Je n’étais pas certain de recevoir une réponse. Il n’était pas rare que des filles qu’on avait connues furtivement, dans des boums ou dans des bars, ne donnent pas suite. Aussi, quand je découvris sous la porte de ma chambre d’étudiant cette enveloppe longue, ce qui était rare à cette époque pour la correspondance privée, et que pus lire nom de l’expéditeur, je fus rempli d’allégresse.
J’ouvris en tremblant un peu d’une certaine impatience de découvrir le contenu de l’enveloppe. Il y avait quatre feuillets d’un papier très léger et très fin de couleur parcheminée très légèrement parfumé qui rappelait l’odeur exotique que j’avais senti quand elle dansait contre moi.
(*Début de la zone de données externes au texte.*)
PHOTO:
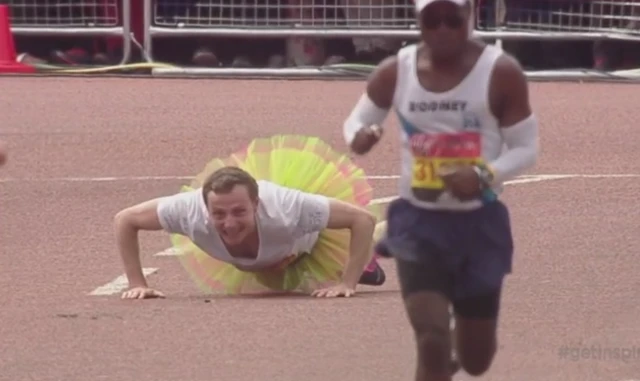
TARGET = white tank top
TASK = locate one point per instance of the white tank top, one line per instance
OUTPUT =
(440, 129)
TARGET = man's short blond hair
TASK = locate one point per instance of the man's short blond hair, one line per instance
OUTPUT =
(225, 179)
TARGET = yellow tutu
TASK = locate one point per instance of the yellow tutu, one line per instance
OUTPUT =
(298, 162)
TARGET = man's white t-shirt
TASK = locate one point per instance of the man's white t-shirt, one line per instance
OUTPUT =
(288, 223)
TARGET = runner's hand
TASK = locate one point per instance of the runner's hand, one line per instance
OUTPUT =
(142, 293)
(365, 139)
(463, 182)
(334, 291)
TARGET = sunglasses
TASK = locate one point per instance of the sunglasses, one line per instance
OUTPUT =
(450, 21)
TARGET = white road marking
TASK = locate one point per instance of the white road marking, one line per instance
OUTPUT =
(119, 284)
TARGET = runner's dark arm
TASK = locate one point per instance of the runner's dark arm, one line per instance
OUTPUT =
(372, 108)
(510, 92)
(509, 97)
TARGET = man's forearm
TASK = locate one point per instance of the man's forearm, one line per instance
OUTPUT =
(129, 249)
(361, 250)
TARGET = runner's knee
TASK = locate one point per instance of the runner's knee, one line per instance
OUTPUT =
(434, 349)
(476, 326)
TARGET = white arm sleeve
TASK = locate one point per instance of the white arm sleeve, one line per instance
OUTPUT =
(522, 144)
(179, 212)
(364, 114)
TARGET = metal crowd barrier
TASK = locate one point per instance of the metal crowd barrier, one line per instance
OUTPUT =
(562, 19)
(90, 18)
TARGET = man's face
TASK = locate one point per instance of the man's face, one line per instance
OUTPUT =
(444, 28)
(233, 214)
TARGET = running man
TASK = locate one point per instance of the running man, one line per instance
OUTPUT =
(466, 127)
(240, 235)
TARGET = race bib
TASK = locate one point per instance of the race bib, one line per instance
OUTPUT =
(426, 170)
(435, 154)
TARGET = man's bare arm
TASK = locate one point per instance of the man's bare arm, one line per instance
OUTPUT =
(511, 105)
(128, 222)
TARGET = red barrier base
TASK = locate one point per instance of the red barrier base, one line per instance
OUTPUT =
(15, 68)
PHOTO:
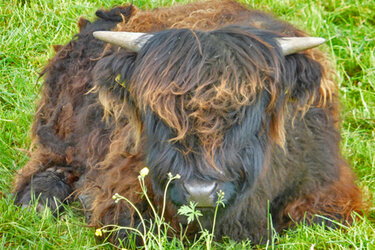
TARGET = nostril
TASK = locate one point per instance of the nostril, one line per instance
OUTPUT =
(202, 192)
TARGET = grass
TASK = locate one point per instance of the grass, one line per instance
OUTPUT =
(29, 28)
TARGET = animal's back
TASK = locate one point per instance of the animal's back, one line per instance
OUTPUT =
(75, 135)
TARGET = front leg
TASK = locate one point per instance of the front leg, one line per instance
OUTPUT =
(50, 188)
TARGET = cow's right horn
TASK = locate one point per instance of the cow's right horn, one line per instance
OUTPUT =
(132, 41)
(291, 45)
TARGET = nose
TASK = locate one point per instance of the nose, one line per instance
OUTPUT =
(202, 192)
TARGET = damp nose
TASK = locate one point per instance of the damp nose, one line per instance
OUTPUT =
(201, 192)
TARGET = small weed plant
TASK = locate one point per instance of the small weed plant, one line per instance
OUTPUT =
(154, 233)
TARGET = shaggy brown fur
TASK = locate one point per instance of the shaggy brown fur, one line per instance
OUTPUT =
(91, 124)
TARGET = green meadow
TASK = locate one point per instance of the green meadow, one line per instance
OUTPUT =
(29, 28)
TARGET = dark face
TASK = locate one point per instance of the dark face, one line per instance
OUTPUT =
(208, 104)
(238, 161)
(203, 112)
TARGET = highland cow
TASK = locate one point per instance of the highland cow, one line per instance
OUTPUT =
(229, 98)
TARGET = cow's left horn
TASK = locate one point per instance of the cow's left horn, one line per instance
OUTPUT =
(291, 45)
(129, 40)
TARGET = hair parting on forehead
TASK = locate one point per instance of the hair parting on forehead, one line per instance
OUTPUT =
(199, 79)
(199, 83)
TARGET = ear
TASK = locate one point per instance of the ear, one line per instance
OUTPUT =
(303, 77)
(112, 73)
Elle avait une très belle écriture. Elle se servait d’une plume et d’encre noire et traçait ses mots de façon bien régulière en marquant discrètement les pleins et les déliés par de légers appuis.
En y repensant, je trouve extrêmement étonnant qu’une personne aussi perturbée ait eu une aussi belle écriture.
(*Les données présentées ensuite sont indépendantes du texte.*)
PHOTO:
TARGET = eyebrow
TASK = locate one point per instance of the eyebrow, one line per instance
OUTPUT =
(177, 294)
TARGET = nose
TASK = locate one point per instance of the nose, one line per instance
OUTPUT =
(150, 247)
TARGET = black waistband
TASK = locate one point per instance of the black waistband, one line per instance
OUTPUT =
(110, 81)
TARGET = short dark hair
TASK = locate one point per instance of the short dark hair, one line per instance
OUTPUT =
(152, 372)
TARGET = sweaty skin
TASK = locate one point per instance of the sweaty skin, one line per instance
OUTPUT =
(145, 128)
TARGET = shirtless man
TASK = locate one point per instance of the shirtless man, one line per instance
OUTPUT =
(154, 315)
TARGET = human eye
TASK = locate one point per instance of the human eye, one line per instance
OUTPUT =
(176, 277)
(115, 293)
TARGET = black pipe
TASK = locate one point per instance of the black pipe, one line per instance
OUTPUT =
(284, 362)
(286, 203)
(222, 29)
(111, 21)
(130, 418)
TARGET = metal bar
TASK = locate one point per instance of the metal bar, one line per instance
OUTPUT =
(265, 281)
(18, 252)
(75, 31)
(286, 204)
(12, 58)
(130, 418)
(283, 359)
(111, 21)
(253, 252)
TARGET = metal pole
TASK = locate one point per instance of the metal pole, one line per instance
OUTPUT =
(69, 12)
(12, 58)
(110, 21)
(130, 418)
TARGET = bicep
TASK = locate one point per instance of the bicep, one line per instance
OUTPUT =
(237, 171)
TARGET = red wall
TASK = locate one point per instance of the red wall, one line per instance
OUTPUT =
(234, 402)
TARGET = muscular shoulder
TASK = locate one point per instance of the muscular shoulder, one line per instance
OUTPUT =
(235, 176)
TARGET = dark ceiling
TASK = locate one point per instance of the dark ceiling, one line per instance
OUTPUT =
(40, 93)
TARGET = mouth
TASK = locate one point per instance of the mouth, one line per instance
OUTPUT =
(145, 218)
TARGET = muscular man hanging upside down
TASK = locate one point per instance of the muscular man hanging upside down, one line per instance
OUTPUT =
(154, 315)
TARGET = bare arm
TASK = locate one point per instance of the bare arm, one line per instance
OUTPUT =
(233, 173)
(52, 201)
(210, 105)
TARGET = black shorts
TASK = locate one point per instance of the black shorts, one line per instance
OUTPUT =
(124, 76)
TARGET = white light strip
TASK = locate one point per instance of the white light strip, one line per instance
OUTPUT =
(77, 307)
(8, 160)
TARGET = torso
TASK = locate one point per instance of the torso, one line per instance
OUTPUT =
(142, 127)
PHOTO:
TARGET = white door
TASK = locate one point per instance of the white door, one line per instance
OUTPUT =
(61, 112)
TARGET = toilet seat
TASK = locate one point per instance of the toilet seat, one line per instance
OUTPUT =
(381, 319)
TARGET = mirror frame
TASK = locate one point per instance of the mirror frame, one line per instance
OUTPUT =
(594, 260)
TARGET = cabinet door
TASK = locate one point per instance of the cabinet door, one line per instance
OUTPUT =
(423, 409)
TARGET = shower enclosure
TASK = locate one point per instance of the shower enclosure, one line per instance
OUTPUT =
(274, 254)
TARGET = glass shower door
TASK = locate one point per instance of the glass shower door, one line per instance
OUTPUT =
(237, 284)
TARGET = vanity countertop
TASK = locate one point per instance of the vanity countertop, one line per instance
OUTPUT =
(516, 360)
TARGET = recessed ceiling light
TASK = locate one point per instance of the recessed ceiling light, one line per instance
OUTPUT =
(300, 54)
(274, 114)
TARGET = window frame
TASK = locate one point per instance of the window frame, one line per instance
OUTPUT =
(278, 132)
En plus, elle écrivait des choses étonnantes.
Elle aurait pu commencer sa lettre comme à l’accoutumée par « Cher Jean Pierre », comme on faisait ordinairement. Non point. Elle écrivait juste « Bonjour beau Du Guesclin chevauchant dans la lande bretonne au mépris des vents et des orages » ! Je ne me souvenais pas qu’on m’ait jamais écrit comme cela. Où était-elle allée chercher cela. Il est vrai que j’avais du lui avouer mes origines bretonnes, mais de là à m’imaginer en Du Guesclin. Et pourtant ça me flattait. Quelque part j’aurais bien aimé défendre les victimes de l’injustice dans les tourbillons de la société.
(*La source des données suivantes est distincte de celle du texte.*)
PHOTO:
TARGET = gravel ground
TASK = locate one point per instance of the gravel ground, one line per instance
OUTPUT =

Le reste était de la même veine. Littéraire et philosophique. Elle parlait de la vie, de l’amour, de la mort, de la difficulté d’être, de la quête de l’amitié, de l’inconstance des êtres et des sentiments. Elle trouva le moyen de faire allusion à Hegel et de citer quelques lignes de Saint John Perse et du Petit Prince. Tout ce qu’elle écrivait était beau, était grand.
J’étais abasourdi.
J’avais dansé avec une jeune fille passive et molle qui sentait le parfum et le tabac froid et qui m’avait laissé peloter ses seins comme avec indifférence. Et je lisais des phrases d’une femme philosophe, mature et brillante, chaleureuse et conséquente. Je fis plusieurs lectures. Et jamais la moindre anicroche. Le ruisseau de sa pensée coulait avec délicatesse. Le style était brillant, les idées remarquables.
Je me trouvais con.
Il me prit une envie irrésistible de contempler son visage que j’avais si peu vu dans la pénombre des ambiances tamisées des slows.Les souvenirs des attouchements se mêlaient au chant des phrases écrites.L’image de la femme se composait en moi, en corps, âme et esprit. Le désir de la chair se combinait avec l’éréthisme de l’esprit.
A la fin de la quatrième ou de la cinquième lecture, j’étais amoureux.